The challenge is finding other GYN surgeons who feel comfortable doing surgery at surgery centers. It's not that there aren't enough patients. It's the lack of skilled surgeons, and because of that, the tendency to treat surgical conditions nonsurgically. If you don’t prefer to do surgery then you may subconsciously offer patients more conservative treatment — and sometimes it's appropriate, but sometimes it's not because these conditions get worse with time. If you don't treat it surgically early on, it later becomes more complicated.
Q: How do you help physicians feel more comfortable performing surgery in an ASC?
ND: Doing surgery in a surgery center is very different from a hospital setting. You can't do a blood transfusion because we don't have a blood bank. You can't spend five hours during surgery because efficiency is very important. We're there for OB-GYNs to help them to any extent they want. If someone is interested in learning and becoming a more independent surgeon, we are more than willing to teach our techniques.
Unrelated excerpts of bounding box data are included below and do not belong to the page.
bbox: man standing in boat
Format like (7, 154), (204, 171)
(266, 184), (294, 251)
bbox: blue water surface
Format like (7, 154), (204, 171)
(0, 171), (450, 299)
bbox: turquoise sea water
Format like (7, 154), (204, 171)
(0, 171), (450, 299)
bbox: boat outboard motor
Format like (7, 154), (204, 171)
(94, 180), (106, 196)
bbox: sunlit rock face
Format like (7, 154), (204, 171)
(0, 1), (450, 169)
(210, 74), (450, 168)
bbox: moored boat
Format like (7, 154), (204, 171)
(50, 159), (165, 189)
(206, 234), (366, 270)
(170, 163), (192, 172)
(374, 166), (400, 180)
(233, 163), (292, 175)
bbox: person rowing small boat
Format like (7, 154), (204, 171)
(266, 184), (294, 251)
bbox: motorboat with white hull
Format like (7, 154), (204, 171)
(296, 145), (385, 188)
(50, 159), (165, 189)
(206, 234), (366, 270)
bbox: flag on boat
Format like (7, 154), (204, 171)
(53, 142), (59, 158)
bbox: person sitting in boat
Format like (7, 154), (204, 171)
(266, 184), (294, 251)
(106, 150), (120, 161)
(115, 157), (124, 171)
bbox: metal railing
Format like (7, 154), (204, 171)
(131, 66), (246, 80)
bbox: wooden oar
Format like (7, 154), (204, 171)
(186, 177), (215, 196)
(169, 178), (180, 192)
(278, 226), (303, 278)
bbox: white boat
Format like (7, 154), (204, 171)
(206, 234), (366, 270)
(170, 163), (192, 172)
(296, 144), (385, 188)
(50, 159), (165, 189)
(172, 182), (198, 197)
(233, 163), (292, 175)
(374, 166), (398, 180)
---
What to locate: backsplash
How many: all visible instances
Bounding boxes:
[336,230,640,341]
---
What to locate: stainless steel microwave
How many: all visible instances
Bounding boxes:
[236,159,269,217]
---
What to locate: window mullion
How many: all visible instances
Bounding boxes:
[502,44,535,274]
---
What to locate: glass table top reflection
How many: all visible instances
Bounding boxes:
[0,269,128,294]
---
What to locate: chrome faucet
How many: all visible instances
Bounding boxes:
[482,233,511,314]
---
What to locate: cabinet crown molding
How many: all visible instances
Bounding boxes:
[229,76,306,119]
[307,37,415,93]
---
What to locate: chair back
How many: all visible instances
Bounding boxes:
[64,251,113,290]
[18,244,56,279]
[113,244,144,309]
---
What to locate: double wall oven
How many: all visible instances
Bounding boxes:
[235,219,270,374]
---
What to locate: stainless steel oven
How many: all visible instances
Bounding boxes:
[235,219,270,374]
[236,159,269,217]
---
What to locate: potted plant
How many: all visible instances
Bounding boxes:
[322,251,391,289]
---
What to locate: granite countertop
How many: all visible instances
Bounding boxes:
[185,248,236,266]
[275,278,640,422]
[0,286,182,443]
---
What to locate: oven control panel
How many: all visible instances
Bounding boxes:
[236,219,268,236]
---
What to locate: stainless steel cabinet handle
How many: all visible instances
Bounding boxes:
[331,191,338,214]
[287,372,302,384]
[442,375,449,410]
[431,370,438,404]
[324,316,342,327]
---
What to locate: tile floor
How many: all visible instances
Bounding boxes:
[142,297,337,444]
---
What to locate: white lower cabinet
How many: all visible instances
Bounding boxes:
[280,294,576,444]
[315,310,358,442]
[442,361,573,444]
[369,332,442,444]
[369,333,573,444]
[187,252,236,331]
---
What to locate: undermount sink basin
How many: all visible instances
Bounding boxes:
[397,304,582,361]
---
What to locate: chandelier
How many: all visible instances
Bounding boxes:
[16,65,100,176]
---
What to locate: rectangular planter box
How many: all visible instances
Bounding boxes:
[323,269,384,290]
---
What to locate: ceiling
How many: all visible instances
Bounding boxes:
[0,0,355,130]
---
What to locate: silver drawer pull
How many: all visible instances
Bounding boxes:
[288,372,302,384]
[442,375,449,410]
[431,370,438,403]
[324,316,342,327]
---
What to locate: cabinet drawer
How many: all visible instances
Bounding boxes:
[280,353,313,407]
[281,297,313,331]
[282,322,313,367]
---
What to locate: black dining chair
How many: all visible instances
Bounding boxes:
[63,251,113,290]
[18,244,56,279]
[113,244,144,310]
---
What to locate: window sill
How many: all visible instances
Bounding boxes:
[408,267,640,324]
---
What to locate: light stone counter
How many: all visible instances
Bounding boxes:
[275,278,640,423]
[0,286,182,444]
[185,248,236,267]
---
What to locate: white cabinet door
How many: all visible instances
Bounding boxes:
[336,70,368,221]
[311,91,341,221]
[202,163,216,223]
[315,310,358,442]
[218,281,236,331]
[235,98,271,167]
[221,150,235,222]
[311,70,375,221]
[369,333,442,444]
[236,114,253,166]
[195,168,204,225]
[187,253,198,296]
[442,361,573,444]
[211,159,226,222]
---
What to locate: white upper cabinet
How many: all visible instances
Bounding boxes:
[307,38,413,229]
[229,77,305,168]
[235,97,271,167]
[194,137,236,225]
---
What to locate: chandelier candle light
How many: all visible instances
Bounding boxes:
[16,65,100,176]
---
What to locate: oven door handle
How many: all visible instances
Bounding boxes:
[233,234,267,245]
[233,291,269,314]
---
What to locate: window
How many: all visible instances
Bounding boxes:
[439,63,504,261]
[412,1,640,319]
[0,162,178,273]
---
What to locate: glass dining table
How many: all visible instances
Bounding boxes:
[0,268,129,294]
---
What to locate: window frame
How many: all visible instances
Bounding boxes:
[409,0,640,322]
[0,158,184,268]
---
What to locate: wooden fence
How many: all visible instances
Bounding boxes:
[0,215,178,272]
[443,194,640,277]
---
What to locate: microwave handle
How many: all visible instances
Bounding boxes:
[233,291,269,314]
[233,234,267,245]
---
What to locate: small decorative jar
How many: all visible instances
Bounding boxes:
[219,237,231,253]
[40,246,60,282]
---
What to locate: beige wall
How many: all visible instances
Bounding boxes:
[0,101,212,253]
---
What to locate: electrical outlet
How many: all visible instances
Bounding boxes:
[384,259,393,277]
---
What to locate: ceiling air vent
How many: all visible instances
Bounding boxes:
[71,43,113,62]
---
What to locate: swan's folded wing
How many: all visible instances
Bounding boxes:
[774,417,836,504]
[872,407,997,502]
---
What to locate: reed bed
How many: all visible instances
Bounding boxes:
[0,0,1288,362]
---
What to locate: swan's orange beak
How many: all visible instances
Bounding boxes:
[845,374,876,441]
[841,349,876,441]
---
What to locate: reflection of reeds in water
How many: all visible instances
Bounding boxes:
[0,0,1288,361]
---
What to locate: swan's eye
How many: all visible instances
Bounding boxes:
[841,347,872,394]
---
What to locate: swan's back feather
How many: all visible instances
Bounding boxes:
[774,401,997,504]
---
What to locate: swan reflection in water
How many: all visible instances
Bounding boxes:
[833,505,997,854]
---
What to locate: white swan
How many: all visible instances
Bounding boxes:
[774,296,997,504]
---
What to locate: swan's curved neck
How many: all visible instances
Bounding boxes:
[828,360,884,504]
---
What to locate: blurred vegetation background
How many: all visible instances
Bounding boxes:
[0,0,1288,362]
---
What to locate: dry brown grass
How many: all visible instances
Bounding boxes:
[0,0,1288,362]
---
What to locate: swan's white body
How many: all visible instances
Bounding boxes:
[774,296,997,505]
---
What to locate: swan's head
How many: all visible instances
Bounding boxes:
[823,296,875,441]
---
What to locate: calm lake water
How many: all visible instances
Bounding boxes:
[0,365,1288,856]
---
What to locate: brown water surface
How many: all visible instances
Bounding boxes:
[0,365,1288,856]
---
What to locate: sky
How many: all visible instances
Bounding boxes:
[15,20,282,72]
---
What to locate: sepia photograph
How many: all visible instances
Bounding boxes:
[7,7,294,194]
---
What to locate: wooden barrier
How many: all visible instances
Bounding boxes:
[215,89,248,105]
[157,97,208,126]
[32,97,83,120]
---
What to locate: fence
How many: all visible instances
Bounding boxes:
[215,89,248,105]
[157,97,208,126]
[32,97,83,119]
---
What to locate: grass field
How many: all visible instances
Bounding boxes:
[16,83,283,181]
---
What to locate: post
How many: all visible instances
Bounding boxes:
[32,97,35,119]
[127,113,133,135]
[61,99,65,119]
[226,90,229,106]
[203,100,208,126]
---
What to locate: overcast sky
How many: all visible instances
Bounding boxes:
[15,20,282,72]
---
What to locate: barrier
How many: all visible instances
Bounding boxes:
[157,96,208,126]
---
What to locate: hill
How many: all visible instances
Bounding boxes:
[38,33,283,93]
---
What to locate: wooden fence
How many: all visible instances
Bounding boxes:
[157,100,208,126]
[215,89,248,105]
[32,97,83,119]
Even before we had the center, when going to hospitals, I'd help OB-GYNs do surgery. They're still able to be involved in their patient's care, but they have a specialist there to make sure the surgery goes smoothly and efficiently. We brought that same culture into the surgery center. Any surgeon that comes in, we're there to do surgery with them. It could be simple like removing a cyst, or more complex like removing fibroids or doing a hysterectomy.
We also invite experienced laparoscopic surgeons. If a surgeon feels more than capable of doing these surgeries and only has access to a hospital but wants to offer more personalized surgical care, then they can come in and get block time at our ASC.